= John Stevens (baseball umpire) =

American baseball umpire (1912-1981)

John William Stevens (May 14, 1912 – September 9, 1981) was an American umpire in Major League Baseball who worked in the American League from 1948 to 1971. He umpired in four World Series and five All-Star Games. Stevens also refereed college basketball.

==Biography==
Born in Duquesne, Pennsylvania, he officiated in the World Series in 1951 (outfield only), 1954, 1960 and 1967, serving as crew chief in 1967, and in the All-Star Game in 1950, 1953, 1957, 1960 (both games) and 1965, working behind the plate in 1965 and for the second half of the 1957 game; he also worked behind the plate for Game 1 of the 1970 American League Championship Series during a labor strike, after having begun working primarily as an assistant league supervisor and substitute umpire in 1968.

Stevens was behind the plate on August 20, when Bob Keegan of the Chicago White Sox pitched a 6–0 no-hitter against the Washington Senators, missing a perfect game only due to walks in the fifth and sixth innings. Stevens was again behind the plate on April 30, when Steve Barber and Stu Miller of the Baltimore Orioles combined on a no-hitter against the Detroit Tigers, only to lose 2–1 after issuing ten walks and hitting two batsmen. Detroit won with two runs in the ninth inning, tying the game on a Barber wild pitch after he had issued two walks, and then bringing in the lead run on an infield error by normally sure-handed second baseman Mark Belanger, who dropped a perfect throw from shortstop Luis Aparicio.

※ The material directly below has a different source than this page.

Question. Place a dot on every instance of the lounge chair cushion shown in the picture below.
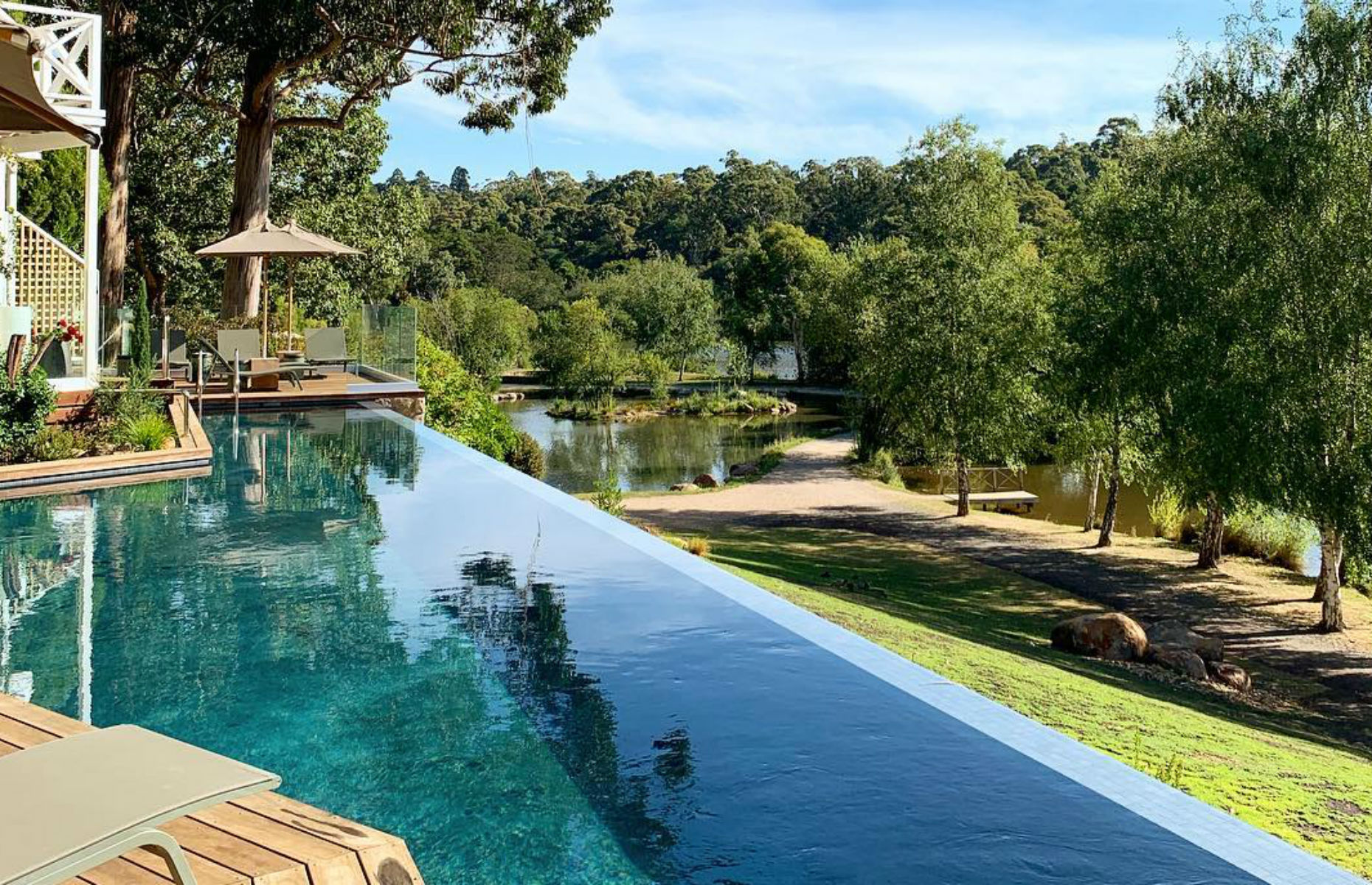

It was the first time in Major League Baseball history multiple pitchers combined on a nine-inning no-hitter only to lose.

Stevens was also working the plate on September 10, 1967, when Joel Horlen threw his no-hitter for the Chicago White Sox against the visiting Detroit Tigers at Comiskey Park before a crowd of 23,625.

Stevens also worked as a basketball referee, officiating in the NIT and NCAA tournaments. He was the godfather of National Basketball Association referee Steve Javie. Stevens died at age 69 in Philadelphia.